Courtyard of the American Legation Haïti Courtyard of the American Legation Haïti

      There seemed to be a sort of stupefaction over the whole establishment. I know the poor creatures did the very best they knew how, but they didn’t know how—that was the trouble. It didn’t occur to them to cook a lot of yams at one time; they cooked enough for one or two, and when those were ready, they cooked some more for somebody else. You can imagine the length of time required for such a meal. But then there’s nothing much else to do in Haïti, and why not be willing to wait for dinner?

      Out of respect to the courtly “pharmacien” and to our lovely Proserpine, there’s not to be one word more about the “Hotel Bellevue,” and not a word more about anything else in poor little Port-au-Prince; but I could not help wishing that some day dear old Uncle Sam would come along and give Haïti a good cleaning up, and whip them into line for a time at least; but Heaven deliver us from ever trying to assimilate or govern such a degenerate and heterogeneous people. Alas, for that ideal Black Republic, where every negro was to show himself a man and a brother!

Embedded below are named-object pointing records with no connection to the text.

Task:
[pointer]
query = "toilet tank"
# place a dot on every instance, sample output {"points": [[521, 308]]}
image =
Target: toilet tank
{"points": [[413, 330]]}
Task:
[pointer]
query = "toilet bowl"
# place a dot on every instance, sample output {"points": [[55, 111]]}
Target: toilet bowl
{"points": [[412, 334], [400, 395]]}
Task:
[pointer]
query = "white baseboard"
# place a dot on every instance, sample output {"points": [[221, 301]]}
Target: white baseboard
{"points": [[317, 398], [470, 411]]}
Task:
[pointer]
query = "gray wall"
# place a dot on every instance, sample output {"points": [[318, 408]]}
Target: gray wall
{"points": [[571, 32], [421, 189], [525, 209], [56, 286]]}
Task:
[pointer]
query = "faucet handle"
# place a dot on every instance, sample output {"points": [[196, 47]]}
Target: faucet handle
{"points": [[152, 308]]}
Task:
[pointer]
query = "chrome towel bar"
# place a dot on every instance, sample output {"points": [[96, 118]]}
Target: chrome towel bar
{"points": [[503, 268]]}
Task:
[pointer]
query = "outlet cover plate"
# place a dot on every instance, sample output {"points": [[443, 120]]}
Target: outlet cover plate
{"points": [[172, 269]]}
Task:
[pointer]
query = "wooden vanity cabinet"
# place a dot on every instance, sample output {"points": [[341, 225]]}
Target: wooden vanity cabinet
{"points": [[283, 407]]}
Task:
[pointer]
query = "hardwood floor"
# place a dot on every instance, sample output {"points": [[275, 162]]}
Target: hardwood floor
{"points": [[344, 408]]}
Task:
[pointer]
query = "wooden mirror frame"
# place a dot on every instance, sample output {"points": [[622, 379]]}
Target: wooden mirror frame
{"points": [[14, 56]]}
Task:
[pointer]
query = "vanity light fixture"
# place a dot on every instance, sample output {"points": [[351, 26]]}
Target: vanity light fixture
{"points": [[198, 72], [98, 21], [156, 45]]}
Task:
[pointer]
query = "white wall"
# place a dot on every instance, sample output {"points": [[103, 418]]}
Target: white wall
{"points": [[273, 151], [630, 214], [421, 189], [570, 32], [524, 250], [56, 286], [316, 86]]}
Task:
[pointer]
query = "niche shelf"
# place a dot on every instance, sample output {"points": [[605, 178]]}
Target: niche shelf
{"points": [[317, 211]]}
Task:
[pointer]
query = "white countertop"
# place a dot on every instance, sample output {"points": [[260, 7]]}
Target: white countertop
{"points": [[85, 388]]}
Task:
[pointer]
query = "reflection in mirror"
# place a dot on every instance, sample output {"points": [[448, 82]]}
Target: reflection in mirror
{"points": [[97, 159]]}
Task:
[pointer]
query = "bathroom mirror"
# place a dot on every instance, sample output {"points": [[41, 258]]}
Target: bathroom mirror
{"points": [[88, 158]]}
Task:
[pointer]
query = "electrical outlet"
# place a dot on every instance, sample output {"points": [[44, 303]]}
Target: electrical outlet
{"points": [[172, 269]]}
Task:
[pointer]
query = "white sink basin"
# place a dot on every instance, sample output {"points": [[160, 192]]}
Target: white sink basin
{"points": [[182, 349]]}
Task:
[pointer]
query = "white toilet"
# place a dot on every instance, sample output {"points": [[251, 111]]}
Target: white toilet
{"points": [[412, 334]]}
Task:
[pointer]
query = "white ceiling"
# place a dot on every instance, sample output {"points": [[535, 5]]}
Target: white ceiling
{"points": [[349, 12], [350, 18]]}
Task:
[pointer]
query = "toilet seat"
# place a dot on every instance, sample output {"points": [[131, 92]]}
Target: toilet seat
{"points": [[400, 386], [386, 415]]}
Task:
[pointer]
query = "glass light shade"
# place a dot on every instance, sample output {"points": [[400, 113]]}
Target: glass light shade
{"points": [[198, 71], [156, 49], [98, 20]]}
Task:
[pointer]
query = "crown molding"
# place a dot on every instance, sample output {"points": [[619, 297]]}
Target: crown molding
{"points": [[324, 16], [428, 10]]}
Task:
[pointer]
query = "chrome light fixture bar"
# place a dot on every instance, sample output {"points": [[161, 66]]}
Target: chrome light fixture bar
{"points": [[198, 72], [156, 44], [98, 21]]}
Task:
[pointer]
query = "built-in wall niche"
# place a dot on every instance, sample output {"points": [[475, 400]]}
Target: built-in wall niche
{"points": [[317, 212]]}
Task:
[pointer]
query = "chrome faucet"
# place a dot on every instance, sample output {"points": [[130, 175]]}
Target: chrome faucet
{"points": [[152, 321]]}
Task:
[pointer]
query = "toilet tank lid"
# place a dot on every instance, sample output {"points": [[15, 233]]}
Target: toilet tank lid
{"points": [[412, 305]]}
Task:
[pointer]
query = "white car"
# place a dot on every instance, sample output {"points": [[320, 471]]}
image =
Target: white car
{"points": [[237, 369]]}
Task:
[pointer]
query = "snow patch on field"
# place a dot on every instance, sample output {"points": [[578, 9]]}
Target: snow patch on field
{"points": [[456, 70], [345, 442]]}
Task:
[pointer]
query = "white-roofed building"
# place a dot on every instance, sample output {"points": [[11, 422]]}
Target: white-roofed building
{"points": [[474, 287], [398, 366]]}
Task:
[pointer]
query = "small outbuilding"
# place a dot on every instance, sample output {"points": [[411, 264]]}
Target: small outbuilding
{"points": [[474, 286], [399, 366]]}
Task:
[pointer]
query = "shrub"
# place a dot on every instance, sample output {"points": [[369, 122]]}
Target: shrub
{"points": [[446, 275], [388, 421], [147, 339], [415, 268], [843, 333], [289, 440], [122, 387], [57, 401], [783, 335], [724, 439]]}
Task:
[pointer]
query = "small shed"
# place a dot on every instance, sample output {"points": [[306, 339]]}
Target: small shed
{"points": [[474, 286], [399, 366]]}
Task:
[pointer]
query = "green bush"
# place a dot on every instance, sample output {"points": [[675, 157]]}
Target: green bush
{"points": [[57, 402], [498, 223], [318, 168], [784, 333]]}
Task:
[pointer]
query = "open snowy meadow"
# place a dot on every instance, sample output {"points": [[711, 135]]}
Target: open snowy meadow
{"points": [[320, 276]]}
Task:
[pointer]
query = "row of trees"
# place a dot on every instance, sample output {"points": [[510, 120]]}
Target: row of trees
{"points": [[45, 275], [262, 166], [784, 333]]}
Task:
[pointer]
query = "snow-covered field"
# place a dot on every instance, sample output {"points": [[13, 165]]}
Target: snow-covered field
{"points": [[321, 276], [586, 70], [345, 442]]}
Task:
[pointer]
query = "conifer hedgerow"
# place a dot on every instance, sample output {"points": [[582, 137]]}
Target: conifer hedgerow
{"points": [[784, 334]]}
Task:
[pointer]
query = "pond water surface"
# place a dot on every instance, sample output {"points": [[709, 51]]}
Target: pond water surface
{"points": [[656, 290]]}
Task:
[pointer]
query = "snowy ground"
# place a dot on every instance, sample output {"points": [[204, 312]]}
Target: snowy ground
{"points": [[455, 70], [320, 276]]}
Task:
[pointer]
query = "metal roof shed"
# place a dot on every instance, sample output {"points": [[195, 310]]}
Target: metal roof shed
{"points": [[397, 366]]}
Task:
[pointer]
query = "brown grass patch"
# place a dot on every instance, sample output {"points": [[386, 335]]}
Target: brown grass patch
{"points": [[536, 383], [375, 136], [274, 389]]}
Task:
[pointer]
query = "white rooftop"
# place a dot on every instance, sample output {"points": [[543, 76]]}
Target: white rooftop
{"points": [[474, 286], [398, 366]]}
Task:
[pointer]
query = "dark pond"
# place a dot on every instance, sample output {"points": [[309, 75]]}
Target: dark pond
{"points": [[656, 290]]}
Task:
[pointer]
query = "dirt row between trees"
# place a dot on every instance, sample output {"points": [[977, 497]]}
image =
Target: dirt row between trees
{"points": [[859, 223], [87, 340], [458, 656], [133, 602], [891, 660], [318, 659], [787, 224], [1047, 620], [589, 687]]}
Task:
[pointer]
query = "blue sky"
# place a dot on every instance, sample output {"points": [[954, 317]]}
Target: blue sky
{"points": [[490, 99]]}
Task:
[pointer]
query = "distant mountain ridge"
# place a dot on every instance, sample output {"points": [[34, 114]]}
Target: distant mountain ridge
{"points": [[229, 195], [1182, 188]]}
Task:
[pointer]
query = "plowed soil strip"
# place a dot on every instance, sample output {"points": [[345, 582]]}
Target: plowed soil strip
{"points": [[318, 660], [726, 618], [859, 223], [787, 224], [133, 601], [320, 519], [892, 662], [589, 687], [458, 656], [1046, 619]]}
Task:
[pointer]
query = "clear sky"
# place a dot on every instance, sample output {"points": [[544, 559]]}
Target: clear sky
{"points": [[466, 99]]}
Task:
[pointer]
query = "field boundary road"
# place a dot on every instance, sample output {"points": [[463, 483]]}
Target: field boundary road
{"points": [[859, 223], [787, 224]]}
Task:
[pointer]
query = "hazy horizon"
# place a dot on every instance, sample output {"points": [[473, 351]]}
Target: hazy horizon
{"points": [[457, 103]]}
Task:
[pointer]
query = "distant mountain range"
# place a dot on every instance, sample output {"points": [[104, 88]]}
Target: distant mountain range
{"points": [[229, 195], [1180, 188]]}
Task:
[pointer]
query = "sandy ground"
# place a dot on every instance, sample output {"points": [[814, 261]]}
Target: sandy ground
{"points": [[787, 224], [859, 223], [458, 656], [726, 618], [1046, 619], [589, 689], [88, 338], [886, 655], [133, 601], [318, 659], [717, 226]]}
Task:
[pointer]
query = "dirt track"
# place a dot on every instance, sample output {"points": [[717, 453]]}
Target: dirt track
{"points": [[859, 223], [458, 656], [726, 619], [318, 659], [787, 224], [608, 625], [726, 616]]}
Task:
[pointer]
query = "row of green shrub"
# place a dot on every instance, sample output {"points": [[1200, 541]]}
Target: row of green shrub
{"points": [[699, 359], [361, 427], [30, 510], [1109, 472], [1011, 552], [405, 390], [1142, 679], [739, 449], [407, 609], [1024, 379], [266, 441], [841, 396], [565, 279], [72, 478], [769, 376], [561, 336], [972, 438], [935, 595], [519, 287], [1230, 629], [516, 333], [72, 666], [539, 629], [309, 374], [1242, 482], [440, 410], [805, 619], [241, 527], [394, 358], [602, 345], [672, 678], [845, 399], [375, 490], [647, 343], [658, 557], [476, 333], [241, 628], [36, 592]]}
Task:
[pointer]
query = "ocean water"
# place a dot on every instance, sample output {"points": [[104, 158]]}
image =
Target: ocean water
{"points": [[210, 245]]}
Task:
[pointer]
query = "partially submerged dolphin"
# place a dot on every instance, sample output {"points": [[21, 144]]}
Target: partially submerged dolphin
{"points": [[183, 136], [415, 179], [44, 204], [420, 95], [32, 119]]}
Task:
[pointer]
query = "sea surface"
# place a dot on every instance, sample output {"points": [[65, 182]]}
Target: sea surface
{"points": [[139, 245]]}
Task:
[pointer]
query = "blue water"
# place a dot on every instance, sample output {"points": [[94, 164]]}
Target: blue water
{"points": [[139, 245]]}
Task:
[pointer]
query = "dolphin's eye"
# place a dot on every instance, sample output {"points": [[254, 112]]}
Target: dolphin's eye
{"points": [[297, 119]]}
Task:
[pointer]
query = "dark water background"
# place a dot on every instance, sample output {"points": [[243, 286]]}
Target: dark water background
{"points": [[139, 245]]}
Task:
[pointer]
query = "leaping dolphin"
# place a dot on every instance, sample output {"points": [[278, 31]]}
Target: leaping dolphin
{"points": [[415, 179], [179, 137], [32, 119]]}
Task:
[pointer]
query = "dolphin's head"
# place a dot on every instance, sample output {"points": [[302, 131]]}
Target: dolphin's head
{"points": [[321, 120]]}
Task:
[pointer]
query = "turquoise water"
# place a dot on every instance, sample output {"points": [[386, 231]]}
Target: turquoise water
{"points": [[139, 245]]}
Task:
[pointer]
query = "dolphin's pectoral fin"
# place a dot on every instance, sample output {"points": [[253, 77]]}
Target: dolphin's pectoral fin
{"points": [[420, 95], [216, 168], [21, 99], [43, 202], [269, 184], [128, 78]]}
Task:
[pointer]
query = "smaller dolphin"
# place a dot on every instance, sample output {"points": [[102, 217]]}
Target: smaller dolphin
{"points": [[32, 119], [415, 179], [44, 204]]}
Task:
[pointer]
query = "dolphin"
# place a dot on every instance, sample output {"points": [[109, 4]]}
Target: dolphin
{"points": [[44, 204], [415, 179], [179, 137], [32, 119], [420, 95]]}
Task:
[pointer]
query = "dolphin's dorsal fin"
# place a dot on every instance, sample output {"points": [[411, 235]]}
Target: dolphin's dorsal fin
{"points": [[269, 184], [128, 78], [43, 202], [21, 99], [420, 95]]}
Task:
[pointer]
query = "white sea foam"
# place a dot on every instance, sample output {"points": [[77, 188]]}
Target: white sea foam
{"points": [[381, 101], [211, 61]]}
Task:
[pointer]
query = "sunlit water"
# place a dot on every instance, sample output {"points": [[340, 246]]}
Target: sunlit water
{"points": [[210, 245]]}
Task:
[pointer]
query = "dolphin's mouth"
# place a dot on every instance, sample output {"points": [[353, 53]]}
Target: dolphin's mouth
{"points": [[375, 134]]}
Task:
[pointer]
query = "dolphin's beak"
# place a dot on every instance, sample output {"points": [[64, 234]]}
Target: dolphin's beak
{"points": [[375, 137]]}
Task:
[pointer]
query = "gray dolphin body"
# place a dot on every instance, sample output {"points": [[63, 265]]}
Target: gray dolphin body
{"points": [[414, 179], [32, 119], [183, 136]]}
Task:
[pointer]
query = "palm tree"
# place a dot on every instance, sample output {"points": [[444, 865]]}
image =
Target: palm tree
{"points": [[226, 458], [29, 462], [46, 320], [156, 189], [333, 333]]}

      As we were leaving for ship, the Haïtien daily paper was issued—a curious little two-page sheet, some eighteen inches square, printed in French, Le Soir—and in it appeared this pitiful paragraph, which seemed in a way to be the hopeless lament of Haïti’s remnant for the sad condition of things in this beautiful island:

      “The Americans who arrived this morning are visiting our city. But what will they see here to admire? Where are our monuments, our squares, our well-watered streets? We blush with shame! They can carry back with them only bad impressions; there is nothing to please or charm them, except our sunny sky, our starry nights, and the exuberance of nature.”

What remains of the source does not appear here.